Well, good for the PP for printing at least one piece that makes sound sense this year - that may be the best evidence we have of changing times amongst our leftist friends.
Someone needs to remind Ms. Magee that the only thing that stopped Luke Woodham's shooting rampage of Pearl High School back on 10/1/97 was the assistant principal who ran to his car, retrieved his own pistol, and confronted the punk who promptly surrendered.
Former bounty hunter Ralph "Papa" Thorson once said the one sound that immediately gets everybody's attention is that of a pump-action 12 gauge shotgun chambering a round. IMO, that is the "stern command" that school security guards need nowadays...
Apparently, monkeys are flying out of my butt.

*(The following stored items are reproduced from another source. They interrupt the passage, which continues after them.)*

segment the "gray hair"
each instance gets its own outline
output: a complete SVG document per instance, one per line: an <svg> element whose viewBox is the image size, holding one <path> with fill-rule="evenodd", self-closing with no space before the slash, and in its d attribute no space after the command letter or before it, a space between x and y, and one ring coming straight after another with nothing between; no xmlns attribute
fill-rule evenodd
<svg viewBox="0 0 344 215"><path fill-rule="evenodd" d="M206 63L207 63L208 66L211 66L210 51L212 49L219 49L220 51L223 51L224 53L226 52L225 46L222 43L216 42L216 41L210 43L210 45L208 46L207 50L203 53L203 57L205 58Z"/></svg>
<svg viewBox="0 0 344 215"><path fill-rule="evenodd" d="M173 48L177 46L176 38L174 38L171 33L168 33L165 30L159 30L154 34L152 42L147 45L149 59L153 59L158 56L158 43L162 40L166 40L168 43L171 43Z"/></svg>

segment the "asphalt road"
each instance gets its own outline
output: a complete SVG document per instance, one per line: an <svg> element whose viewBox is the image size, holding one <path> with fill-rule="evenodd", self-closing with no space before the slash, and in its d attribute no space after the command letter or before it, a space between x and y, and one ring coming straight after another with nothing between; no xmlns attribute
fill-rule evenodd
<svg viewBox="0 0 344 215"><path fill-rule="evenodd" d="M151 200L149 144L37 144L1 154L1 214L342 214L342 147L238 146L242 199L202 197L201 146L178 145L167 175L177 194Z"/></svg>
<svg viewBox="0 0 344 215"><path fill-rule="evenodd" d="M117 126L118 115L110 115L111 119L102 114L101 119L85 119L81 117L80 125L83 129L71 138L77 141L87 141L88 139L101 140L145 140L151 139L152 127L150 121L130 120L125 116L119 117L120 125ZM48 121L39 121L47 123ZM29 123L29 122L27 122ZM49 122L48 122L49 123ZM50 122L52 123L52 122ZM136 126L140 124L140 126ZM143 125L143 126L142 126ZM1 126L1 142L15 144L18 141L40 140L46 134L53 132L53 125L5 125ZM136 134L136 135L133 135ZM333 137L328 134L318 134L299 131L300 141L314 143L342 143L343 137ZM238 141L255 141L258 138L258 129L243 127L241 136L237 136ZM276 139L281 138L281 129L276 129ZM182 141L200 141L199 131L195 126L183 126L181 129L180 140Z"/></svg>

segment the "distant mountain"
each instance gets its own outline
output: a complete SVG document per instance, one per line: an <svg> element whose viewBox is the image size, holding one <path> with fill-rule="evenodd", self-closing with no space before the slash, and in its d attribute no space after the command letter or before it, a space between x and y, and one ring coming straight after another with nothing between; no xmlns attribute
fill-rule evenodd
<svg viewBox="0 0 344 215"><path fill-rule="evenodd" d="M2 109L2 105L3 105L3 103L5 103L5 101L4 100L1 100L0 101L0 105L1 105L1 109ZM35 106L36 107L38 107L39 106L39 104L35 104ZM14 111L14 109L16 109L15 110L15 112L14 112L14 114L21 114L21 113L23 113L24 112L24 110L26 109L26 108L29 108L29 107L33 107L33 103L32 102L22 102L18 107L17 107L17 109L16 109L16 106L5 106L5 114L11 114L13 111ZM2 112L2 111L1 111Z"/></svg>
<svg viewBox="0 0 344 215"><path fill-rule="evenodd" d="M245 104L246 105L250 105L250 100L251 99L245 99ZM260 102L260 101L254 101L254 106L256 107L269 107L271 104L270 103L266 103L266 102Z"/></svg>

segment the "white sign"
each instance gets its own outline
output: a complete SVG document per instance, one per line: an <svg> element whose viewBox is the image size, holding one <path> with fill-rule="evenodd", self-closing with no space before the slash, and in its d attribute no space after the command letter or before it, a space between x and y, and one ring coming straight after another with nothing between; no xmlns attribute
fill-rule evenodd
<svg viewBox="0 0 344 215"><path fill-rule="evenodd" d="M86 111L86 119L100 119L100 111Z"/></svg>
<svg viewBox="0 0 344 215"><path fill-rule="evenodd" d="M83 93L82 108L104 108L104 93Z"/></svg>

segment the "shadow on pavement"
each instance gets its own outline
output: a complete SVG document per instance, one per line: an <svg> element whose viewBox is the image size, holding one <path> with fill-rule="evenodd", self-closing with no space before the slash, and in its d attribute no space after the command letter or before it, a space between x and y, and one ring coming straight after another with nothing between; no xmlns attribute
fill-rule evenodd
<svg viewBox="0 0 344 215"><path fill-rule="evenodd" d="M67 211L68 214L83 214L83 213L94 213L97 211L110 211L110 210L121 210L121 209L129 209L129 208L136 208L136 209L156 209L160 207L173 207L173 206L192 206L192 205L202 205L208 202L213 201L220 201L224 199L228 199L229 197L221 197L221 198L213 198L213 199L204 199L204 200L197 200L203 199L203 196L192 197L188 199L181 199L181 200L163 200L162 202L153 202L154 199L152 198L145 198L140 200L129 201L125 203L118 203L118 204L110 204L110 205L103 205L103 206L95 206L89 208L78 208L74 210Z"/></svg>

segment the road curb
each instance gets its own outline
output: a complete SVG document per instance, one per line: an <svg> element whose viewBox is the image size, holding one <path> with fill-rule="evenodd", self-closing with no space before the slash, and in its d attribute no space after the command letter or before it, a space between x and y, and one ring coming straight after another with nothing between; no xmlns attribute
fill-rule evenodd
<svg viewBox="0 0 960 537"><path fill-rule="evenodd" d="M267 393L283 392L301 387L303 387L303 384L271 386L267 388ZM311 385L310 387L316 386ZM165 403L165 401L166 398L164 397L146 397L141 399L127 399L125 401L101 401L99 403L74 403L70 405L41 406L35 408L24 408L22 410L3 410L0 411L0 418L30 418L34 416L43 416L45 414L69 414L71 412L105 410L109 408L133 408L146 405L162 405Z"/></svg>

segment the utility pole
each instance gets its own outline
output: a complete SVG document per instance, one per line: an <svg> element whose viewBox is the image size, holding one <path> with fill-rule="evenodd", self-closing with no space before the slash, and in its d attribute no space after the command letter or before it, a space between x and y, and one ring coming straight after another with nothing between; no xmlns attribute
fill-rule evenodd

As a middle school nurse many kids are out of control and I blame the parents...here in Indiana these out of control kids are protected by "504"...a massive amount of people get together @ tax payers expense to determine that his child should get a 504 and then he can get away with any type of behavior without getting kicked out of school...we have one child that kicks, hits and threatens but nothing is done because of his "504" and the parents may bring in lawyers....I say call the cops and file police reports...I know I would not hesitate to do this
And his grandfather (who he killed) was a cop! So, taking the guns away from law-abiding citizens wouldn't have stopped this criminal from getting guns. Remember, the leftists/socialists haven't said anything yet about disarming cops.....that will be next!
Then he took his grandfather's kevlar vest, duty belt, service pistol, and shotgun, and drove his grandfather's squad car to the school, where he continued his killing spree.
By the way, the kid was heavily medicated on Prozac and they'd just upped his dosage about two weeks before.
And in another parallel to Columbine he listens to heavy metal music and dressed Goth.
Mark,
Thanks for the insightful article. I was pinged to its presence on the Free Republic forum. I'm sure you are going to get lots of flaming email. Mine just says "Well done!"
A gun, or the kids he told he was going to do it coming forward.